Otherwise, return the original value.
- dataframe_to_pg.writer.is_text_type(sql_type: Any) bool[source]¶
Helper to determine if an SQL type is (or should be) considered Text.
- dataframe_to_pg.writer.write_dataframe_to_postgres(df: DataFrame | DataFrame, engine: Engine, table_name: str, dtypes: dict[str, Any] | None = None, sql_dtypes: dict[str, Any] | None = None, write_method: str = 'upsert', chunksize: int | str | None = None, index: str | list[str] | None = None, clean_column_names: bool = False, case_type: str = 'snake', truncate_limit: int = 55, yield_chunks: bool = False, progress_bar: bool = True) None | WriteResult | Generator[list[dict[str, Any]], None, WriteResult | int][source]¶
Write a DataFrame to a PostgreSQL table with conflict resolution, automatic addition of missing columns, optional processing in chunks, and support for a custom primary key.

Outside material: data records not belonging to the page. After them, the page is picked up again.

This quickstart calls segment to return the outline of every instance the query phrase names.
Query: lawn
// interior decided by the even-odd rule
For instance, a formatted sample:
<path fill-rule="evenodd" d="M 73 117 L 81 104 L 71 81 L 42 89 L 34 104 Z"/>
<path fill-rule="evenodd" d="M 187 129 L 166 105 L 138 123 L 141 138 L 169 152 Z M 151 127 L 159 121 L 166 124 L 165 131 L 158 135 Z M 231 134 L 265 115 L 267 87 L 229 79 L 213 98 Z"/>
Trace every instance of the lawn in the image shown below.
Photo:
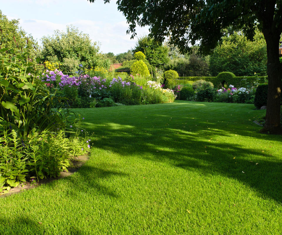
<path fill-rule="evenodd" d="M 74 174 L 0 198 L 0 234 L 281 234 L 282 136 L 253 105 L 177 101 L 78 109 Z"/>

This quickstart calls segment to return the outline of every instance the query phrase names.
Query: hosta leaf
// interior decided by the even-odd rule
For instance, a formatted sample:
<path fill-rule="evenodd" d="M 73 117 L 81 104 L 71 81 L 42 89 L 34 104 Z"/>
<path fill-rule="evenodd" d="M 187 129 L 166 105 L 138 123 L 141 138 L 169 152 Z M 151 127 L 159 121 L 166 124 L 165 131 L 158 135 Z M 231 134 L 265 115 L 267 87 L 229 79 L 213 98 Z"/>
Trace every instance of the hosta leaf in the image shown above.
<path fill-rule="evenodd" d="M 5 108 L 10 109 L 12 112 L 14 112 L 16 115 L 18 116 L 19 116 L 19 111 L 18 108 L 12 103 L 8 101 L 6 102 L 2 101 L 2 105 Z"/>
<path fill-rule="evenodd" d="M 20 105 L 22 105 L 24 104 L 27 103 L 30 100 L 29 97 L 26 97 L 24 96 L 22 96 L 21 98 L 19 100 L 19 103 Z"/>
<path fill-rule="evenodd" d="M 16 183 L 18 183 L 17 184 Z M 7 183 L 12 187 L 16 187 L 19 185 L 19 182 L 16 182 L 16 180 L 12 180 L 11 179 L 7 179 Z"/>
<path fill-rule="evenodd" d="M 0 84 L 3 85 L 5 87 L 9 86 L 10 83 L 7 80 L 0 80 Z"/>

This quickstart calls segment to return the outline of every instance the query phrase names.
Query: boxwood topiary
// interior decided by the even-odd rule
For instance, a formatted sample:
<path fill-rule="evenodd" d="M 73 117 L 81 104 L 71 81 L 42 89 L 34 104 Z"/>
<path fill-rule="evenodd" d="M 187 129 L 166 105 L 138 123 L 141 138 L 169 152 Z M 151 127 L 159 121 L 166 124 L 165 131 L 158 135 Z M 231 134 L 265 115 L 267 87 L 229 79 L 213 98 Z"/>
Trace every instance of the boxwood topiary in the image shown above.
<path fill-rule="evenodd" d="M 257 108 L 266 105 L 268 85 L 266 83 L 260 84 L 256 88 L 255 94 L 254 104 Z"/>
<path fill-rule="evenodd" d="M 130 67 L 130 72 L 133 76 L 137 74 L 141 76 L 150 75 L 148 67 L 142 60 L 137 61 L 133 63 Z"/>
<path fill-rule="evenodd" d="M 134 58 L 139 61 L 140 60 L 143 60 L 145 59 L 145 55 L 142 51 L 137 51 L 134 54 Z"/>
<path fill-rule="evenodd" d="M 223 72 L 218 74 L 216 78 L 222 84 L 223 86 L 224 83 L 226 82 L 228 82 L 229 80 L 231 80 L 232 78 L 236 76 L 233 73 L 231 72 Z"/>
<path fill-rule="evenodd" d="M 207 87 L 211 87 L 212 88 L 214 88 L 214 84 L 210 82 L 207 82 L 204 80 L 198 80 L 196 81 L 196 82 L 193 83 L 192 84 L 192 87 L 193 89 L 195 90 L 196 89 L 198 89 L 200 88 L 203 86 L 204 85 L 206 85 Z"/>
<path fill-rule="evenodd" d="M 163 76 L 164 78 L 164 83 L 165 85 L 166 88 L 167 88 L 167 86 L 168 84 L 167 84 L 167 83 L 166 82 L 167 80 L 169 79 L 177 79 L 179 77 L 177 72 L 172 69 L 164 72 Z"/>
<path fill-rule="evenodd" d="M 204 84 L 198 90 L 196 99 L 197 101 L 211 102 L 217 93 L 216 90 Z"/>
<path fill-rule="evenodd" d="M 179 99 L 186 100 L 188 98 L 192 98 L 194 93 L 195 92 L 191 85 L 183 87 L 179 93 Z"/>

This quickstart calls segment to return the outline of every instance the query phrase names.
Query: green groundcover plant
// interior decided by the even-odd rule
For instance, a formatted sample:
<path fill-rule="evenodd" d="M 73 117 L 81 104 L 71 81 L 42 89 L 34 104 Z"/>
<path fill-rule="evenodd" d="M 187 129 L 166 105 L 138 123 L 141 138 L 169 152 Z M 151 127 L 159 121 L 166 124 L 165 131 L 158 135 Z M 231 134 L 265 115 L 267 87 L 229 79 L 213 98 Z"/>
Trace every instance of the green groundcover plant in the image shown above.
<path fill-rule="evenodd" d="M 54 108 L 62 99 L 22 55 L 0 50 L 0 193 L 34 178 L 57 177 L 71 156 L 90 147 L 81 120 Z"/>

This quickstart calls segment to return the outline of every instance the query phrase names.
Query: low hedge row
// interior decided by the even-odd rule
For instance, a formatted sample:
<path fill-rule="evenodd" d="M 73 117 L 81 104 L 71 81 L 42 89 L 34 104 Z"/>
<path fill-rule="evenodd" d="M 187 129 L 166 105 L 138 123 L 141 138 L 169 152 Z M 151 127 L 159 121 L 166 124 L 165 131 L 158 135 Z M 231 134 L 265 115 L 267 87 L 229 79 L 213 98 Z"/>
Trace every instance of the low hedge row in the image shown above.
<path fill-rule="evenodd" d="M 195 82 L 198 80 L 204 80 L 208 82 L 211 82 L 214 84 L 214 87 L 220 88 L 222 86 L 223 81 L 221 79 L 217 77 L 179 77 L 179 79 L 177 79 L 177 81 L 182 80 L 182 81 L 185 80 L 192 81 Z M 248 77 L 234 77 L 230 78 L 228 80 L 226 81 L 225 84 L 227 84 L 228 85 L 233 85 L 235 87 L 240 88 L 242 87 L 245 87 L 246 86 L 246 83 L 247 85 L 253 85 L 257 82 L 260 84 L 265 83 L 267 81 L 267 77 L 264 76 L 255 76 Z M 174 83 L 175 82 L 172 82 L 172 83 Z M 183 81 L 181 82 L 183 82 Z M 182 83 L 179 83 L 176 84 L 176 85 L 180 85 Z"/>
<path fill-rule="evenodd" d="M 178 85 L 187 85 L 188 84 L 192 85 L 194 82 L 193 81 L 188 81 L 187 80 L 169 79 L 167 80 L 167 88 L 172 89 L 175 86 Z"/>

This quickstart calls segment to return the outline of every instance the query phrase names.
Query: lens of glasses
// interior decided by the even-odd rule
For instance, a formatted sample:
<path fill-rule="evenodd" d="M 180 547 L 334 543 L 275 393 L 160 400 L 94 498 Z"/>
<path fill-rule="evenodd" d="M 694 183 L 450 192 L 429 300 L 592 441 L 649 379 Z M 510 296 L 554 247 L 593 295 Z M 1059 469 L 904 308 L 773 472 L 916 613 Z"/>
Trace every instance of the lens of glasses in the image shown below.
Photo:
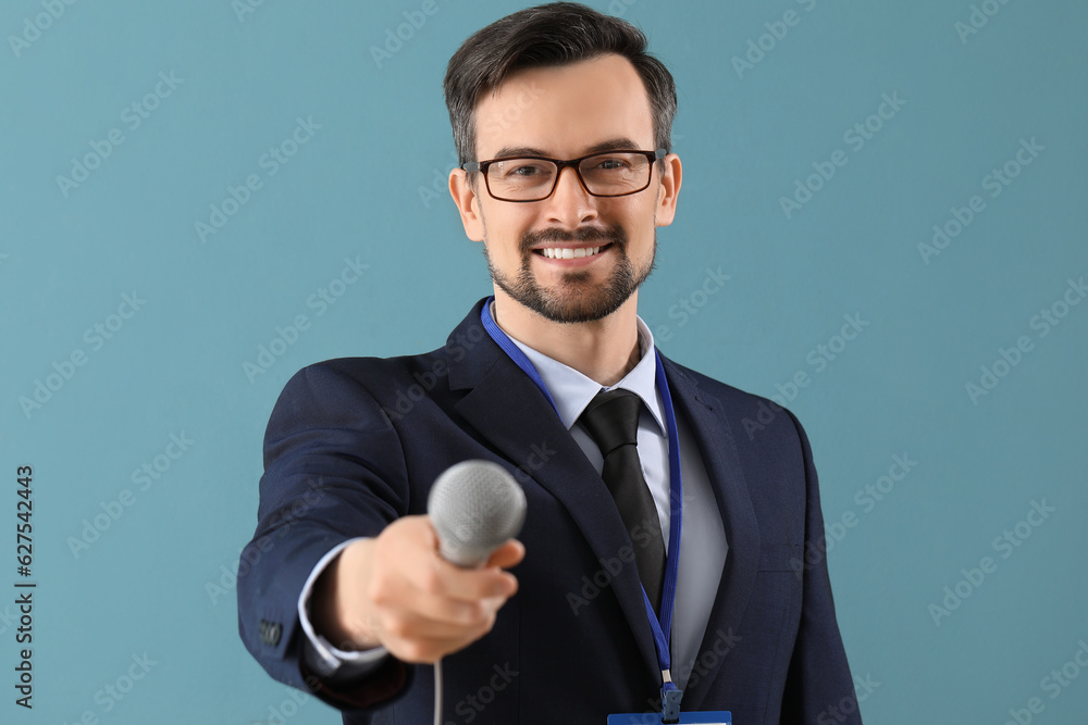
<path fill-rule="evenodd" d="M 540 159 L 506 159 L 487 167 L 487 188 L 499 199 L 535 201 L 552 193 L 558 167 Z M 650 184 L 651 162 L 641 153 L 611 152 L 583 159 L 578 165 L 590 193 L 618 197 Z"/>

If sql_dtypes is provided then these SQLAlchemy types (one of Boolean, DateTime, Float, Integer, Text, or postgresql JSON) will be used for the columns and no type inference will be performed. You cannot pass both dtypes and sql_dtypes.
- Parameters:
- df:
The DataFrame to be written to the PostgreSQL table. Can be either a pandas or Polars DataFrame.
- engine:
SQLAlchemy engine object to connect to the PostgreSQL database.
- table_name:
The name of the PostgreSQL table to write the DataFrame to.
- dtypes:
Optional dictionary mapping column names (including primary key columns) to SQLAlchemy types. If not provided for a given column, the type is inferred.
- sql_dtypes:
Optional dictionary mapping column names to SQLAlchemy types. If provided, these types (which should be one of Boolean, DateTime, Float, Integer, Text, or postgresql JSON) will be used for the columns without inferring. Cannot be passed alongside dtypes.
- write_method:
- One of the following options (default is ‘upsert’):
‘insert’: Insert rows; if the primary key(s) already exist, skip that row.

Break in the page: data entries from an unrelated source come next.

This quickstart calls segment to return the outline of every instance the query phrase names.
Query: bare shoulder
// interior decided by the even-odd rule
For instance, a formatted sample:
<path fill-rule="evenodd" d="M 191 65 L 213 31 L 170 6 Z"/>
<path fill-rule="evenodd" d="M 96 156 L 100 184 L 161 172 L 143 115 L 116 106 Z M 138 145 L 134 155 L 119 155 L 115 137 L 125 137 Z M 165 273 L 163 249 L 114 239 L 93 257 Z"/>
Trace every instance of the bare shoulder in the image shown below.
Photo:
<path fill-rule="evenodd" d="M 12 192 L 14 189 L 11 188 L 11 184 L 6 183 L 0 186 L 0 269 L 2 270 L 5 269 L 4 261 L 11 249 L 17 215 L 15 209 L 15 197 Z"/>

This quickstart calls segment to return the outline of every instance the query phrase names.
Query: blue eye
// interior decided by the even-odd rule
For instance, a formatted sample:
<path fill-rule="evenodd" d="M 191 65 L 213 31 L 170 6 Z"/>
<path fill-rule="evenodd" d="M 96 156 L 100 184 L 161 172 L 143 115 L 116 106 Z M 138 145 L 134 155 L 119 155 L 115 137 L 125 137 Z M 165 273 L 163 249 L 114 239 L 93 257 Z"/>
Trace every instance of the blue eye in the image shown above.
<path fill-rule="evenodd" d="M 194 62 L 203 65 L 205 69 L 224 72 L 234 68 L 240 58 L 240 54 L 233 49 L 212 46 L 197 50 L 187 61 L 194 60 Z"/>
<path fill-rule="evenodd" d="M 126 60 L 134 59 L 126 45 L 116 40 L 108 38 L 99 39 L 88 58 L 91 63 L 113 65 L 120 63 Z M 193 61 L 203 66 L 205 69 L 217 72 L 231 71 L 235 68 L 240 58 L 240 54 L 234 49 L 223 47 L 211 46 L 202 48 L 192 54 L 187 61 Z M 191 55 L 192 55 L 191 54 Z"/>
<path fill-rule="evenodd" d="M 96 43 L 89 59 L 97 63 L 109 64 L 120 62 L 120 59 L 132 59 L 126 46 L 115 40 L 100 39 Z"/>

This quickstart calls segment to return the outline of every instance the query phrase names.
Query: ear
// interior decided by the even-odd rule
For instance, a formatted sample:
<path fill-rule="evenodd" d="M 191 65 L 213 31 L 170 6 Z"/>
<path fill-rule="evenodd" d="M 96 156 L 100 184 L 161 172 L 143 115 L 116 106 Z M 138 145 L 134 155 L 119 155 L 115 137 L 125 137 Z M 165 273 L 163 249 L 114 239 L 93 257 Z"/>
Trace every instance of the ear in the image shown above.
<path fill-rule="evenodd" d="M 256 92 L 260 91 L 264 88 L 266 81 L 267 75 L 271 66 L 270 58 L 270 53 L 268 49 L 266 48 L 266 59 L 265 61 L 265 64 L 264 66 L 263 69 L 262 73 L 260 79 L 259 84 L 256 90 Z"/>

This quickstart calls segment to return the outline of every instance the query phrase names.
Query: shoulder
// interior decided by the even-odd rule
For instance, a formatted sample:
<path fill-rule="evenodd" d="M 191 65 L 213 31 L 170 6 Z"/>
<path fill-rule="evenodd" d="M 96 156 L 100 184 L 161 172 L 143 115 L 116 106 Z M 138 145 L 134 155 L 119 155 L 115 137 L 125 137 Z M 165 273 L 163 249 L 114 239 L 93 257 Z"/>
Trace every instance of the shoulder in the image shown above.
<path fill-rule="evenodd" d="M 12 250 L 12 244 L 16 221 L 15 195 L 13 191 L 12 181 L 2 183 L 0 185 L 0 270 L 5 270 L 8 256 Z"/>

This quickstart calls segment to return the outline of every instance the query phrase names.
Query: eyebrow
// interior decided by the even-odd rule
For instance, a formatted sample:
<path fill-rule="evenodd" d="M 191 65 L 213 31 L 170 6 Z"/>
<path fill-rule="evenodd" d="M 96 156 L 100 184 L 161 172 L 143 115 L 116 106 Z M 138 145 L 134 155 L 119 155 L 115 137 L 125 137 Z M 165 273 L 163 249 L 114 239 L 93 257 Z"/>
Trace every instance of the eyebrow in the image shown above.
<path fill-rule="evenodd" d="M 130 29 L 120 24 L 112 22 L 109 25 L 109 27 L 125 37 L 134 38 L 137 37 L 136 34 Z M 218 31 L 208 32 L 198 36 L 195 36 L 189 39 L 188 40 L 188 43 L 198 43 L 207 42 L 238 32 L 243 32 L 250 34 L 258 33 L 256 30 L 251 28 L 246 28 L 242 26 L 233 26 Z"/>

- ‘replace’: Insert rows; if the primary key(s) already exist, update every
non-key column with the new value.
- ‘upsert’: Insert rows; if the primary key(s) already exist, update only those
non-key columns whose new value is not null.
- chunksize:
Either None, a positive integer, or the string “auto”. If provided, the data will be processed in chunks.
- index:
Optional parameter specifying the primary key column(s). For pandas DataFrames, if not provided, the DataFrame’s index (or MultiIndex) is used. For Polars DataFrames, this parameter is required.
- clean_column_names:
If True, the DataFrame’s column names will be cleaned using pyjanitors’ clean_names method and the resulting column names will be returned in the WriteResult object.
- case_type:
The case type to pass to pyjanitors’ clean_names method (default is “snake”).
- truncate_limit:
The truncate limit to pass to pyjanitors clean_names method (default is 55).
- yield_chunks:
If True, yields each chunk as it is written to the database and returns, via the generator’s return value, a WriteResult (if clean_column_names=True) or the number of non-primary key columns updated. Otherwise, the function executes all chunks and, if clean_column_names is True, returns a WriteResult object; if False, returns None.
- progress_bar:
If True, displays a progress bar for the operation. This is only applicable if
- Returns:
If yield_chunks is True, yields each chunk (as a list of dicts) and finally returns a WriteResult (if clean_column_names=True) or an int representing the updated columns count.
If yield_chunks is False and clean_column_names is True, returns a WriteResult object with the updated_columns_count and the cleaned column names (accessible via .columns).
Otherwise, returns None.
- Raises:
- ValueError: If write_method is invalid, if chunksize is invalid, if a Polars
DataFrame is passed without specifying the index parameter, if column cleaning is requested but not supported, or if both dtypes and sql_dtypes are provided.